Starting point is 00:04:42 And that's actually keeping the bull somewhat a check. You've got a bull bear ratio that's about 2.2 to 1. Now that doesn't really mean anything. Let me paint the picture this way. It's about in the middle. So it's not overly hot and it's not overly cold somewhere right in the middle. So porridge is just right. Markets tend to like porridge is just right.
Starting point is 00:05:00 So that's where we have it. The question in there today I liked, I'll admit that I'm a human being and I suppose there's some ago there, but it was a mention of me on a video that I did on Bloomberg, but that isn't the reason I like the question. It's because it was thoughtful around us divulging our trade secrets or our IP on the mass media to everybody to know. Are we worried that's going to mean less people need to work with us? if they can just watch TV and get the information.
Starting point is 00:05:26 I appreciate the question framing. The reality is the value proposition of TBG really is about the client relationship. I know that can sound cliche, but I don't mean it to. It's the truth. That's what the value is. Of course, the dividend growth portfolio is a component of that, and we obsess over it, and we love it, and we're passionate about it, and we think it drives investment results that basically achieve almost all of our client's goals.
Starting point is 00:05:49 That's powerful for us. But at the end, I don't necessarily, mind if there's some stocks that we say on TV that we're passionate about.
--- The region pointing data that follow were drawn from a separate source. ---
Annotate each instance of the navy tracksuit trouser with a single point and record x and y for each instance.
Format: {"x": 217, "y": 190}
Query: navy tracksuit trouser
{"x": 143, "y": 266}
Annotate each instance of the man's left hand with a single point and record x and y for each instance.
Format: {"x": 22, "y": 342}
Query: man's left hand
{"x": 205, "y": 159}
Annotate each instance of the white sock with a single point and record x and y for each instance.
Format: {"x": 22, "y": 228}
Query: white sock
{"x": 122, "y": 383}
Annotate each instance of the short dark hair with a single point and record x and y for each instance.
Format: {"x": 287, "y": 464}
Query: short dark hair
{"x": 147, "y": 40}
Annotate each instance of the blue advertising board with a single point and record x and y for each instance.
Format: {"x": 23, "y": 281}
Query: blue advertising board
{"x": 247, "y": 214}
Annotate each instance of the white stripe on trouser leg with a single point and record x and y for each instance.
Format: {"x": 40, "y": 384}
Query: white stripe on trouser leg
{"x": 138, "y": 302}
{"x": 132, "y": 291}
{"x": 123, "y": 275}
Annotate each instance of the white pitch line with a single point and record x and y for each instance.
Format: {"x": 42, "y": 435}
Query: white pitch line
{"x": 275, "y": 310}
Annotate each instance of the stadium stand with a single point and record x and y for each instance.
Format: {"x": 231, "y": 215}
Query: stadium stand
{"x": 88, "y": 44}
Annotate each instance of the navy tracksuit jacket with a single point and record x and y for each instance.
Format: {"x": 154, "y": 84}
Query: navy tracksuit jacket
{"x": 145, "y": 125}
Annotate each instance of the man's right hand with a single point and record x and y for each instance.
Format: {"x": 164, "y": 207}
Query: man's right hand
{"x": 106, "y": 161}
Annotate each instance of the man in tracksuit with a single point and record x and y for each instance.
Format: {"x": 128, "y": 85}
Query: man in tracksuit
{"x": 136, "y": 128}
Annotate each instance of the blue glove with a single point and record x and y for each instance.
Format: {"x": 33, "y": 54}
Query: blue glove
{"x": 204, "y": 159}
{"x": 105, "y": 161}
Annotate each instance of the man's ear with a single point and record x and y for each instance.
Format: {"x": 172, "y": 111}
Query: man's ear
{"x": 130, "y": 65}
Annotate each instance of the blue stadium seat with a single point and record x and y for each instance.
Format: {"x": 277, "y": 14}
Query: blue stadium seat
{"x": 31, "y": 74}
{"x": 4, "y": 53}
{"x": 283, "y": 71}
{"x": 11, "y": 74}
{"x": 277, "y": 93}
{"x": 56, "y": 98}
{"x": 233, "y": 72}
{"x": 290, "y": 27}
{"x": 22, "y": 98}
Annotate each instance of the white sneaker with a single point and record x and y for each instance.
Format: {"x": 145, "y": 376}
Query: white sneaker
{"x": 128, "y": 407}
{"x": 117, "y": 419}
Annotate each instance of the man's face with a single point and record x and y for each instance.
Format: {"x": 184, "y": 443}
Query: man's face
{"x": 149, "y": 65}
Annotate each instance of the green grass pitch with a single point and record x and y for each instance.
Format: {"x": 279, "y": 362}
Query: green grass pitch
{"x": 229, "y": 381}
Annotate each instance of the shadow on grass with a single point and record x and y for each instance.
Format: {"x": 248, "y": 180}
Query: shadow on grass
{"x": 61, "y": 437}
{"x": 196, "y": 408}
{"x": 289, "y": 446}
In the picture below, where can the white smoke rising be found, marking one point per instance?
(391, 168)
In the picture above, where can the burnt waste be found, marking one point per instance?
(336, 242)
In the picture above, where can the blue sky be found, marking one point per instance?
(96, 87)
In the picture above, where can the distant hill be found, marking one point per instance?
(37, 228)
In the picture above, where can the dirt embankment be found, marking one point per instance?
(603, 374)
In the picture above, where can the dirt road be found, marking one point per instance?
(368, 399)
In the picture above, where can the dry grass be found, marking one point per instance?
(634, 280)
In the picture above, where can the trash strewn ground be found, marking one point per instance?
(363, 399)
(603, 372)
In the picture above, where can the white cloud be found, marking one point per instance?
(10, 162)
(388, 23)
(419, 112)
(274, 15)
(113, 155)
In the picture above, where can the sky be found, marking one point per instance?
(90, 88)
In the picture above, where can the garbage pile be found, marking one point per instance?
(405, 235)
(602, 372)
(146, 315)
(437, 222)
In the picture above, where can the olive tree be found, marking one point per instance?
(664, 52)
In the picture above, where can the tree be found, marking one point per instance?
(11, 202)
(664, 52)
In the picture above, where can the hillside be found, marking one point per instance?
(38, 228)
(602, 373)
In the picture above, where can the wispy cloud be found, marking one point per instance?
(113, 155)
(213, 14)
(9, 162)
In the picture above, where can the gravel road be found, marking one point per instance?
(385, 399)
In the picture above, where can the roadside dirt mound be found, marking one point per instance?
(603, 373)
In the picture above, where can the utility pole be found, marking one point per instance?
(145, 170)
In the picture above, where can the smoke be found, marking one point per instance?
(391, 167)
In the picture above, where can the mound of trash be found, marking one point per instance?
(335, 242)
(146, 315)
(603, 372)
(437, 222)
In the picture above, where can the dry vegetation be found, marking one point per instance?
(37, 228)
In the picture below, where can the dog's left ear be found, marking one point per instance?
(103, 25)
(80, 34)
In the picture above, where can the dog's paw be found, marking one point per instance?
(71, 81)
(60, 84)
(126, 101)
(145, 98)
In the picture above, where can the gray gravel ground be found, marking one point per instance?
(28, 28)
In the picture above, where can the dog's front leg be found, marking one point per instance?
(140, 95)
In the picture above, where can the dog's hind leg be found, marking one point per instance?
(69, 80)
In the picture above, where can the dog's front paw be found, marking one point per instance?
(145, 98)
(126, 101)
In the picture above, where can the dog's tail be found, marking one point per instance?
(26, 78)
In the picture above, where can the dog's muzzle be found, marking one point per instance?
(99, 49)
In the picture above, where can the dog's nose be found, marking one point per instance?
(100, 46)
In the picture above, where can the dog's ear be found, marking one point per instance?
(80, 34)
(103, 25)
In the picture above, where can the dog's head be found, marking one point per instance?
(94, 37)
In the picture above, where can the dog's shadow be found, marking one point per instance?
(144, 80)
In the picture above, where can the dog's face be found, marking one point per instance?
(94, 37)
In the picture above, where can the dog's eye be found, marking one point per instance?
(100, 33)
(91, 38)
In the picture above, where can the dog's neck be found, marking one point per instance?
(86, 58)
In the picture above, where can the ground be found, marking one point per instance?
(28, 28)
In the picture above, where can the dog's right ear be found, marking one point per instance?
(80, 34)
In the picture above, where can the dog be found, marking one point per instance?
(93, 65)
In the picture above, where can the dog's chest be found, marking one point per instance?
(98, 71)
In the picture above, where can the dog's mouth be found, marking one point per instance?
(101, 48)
I don't even necessarily think it matters if we share the holdings because they're not going to know how we change the holdings and we changed one today and we changed one two days ago. I suppose sharing a recipe that is evolving can divulge a restaurant or a chef's trade secrets, but I just don't know if people at home can replicate the cooking the same way. So I don't know if that analogy rings with you or not. But my point is the value proposition is broader, number one, number two, we're on
Starting point is 00:06:23 going, so us sharing some things along the way shouldn't make too big of a difference. But more than that, I'd like to be able to speak our mind on TV and written formats, and whether it resonates with some people or it doesn't is not in my control, but we're passionate about certain topics. We like to speak about them. Do we get clients? Because we're passionate about certain topics that resonate with people, of course. But that's not the motivation and the reason as to why we're doing those things. So I hope that clears up the question and the thought around it for anybody else. If you have questions, just reach out to me and I will answer them. The three things real quick before I head out in the economic calendar were retail sales were in line.
Starting point is 00:07:01 Initial jobless claims were actually a little higher, but I'm going to call them in line. And then you had import prices that were higher for April, but technically export prices were even higher than that. So I'm going to chalk that up to somewhat positive. So we're charging a little bit more on what we're shipping out and paying a little less for what we're bringing in. That's my summary on those three things. With that, I'll let you go for this evening. If I don't speak to you, have a great weekend. Thank you.